I guess my key issue is, with files getting continuously modified by coding agents, I want really good integration with git and live update features. If the file just got edited, make it easy to see the new parts etc.
- I’m a neovim user so I’ve never used the vscode markdown viewer. One of the things I want to add is the git and live update features though. I think those would be a game changer
- I did something very similar recently, just made it open source but haven't posted anywhere.
https://github.com/yakkomajuri/seams
Run `seams .` in any dir and get a rich markdown editor with image uploads, block editing, tables, etc etc
Congrats on launching!
- https://zerodevx.github.io/zero-md/ is the real deal. No react bs.
- Like many others here, I made this for myself too, but! mine is also named marky!

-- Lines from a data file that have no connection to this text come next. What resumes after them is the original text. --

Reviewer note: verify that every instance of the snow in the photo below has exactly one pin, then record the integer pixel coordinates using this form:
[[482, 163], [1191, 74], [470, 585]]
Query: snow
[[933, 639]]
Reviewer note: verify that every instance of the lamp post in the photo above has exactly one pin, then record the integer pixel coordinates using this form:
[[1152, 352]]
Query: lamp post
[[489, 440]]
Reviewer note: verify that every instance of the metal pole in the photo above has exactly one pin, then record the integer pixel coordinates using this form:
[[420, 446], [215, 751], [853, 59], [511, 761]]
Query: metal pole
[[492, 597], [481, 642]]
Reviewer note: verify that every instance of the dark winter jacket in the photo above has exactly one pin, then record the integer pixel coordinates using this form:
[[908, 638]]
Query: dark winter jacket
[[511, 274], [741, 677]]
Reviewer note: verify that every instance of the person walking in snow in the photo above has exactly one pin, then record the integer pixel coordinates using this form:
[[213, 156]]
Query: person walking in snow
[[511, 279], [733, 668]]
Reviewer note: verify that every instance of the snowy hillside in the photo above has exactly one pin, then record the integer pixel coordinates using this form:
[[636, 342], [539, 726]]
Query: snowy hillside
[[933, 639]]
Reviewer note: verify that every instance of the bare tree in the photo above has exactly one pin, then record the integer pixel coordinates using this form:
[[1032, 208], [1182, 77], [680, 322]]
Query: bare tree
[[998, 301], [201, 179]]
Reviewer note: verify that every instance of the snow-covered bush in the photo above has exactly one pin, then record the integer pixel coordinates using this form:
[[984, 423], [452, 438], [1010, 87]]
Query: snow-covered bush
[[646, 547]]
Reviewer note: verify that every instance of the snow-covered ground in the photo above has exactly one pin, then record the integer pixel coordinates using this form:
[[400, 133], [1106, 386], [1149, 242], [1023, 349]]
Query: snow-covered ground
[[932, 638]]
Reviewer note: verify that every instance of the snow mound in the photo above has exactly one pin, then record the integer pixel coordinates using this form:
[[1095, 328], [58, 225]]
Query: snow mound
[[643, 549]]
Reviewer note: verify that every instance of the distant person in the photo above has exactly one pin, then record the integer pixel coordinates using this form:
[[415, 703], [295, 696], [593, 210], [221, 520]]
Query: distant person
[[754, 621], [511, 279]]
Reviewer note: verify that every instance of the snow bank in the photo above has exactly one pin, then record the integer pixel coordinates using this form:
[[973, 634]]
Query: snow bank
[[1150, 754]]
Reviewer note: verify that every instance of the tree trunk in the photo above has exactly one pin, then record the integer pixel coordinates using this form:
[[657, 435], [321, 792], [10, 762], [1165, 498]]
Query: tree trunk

- Haha awesome. Was the lowest hanging fruit for a name
- ha, nice - had the same need, i leveraged fumadocs for the ui part https://github.com/3rd/mdreader
- Awesome that’s a super interesting approach
- Definitely appreciate this. I already have Typora which is commercial but fantastic product so I don't really need another viewer but others for sure will.
Glad you used Tauri to make this. I will check it out.
- Oh nice! I’ve never checked out Typora before I’ll take a look as well
- Can +1 Typora, it's quite excellent.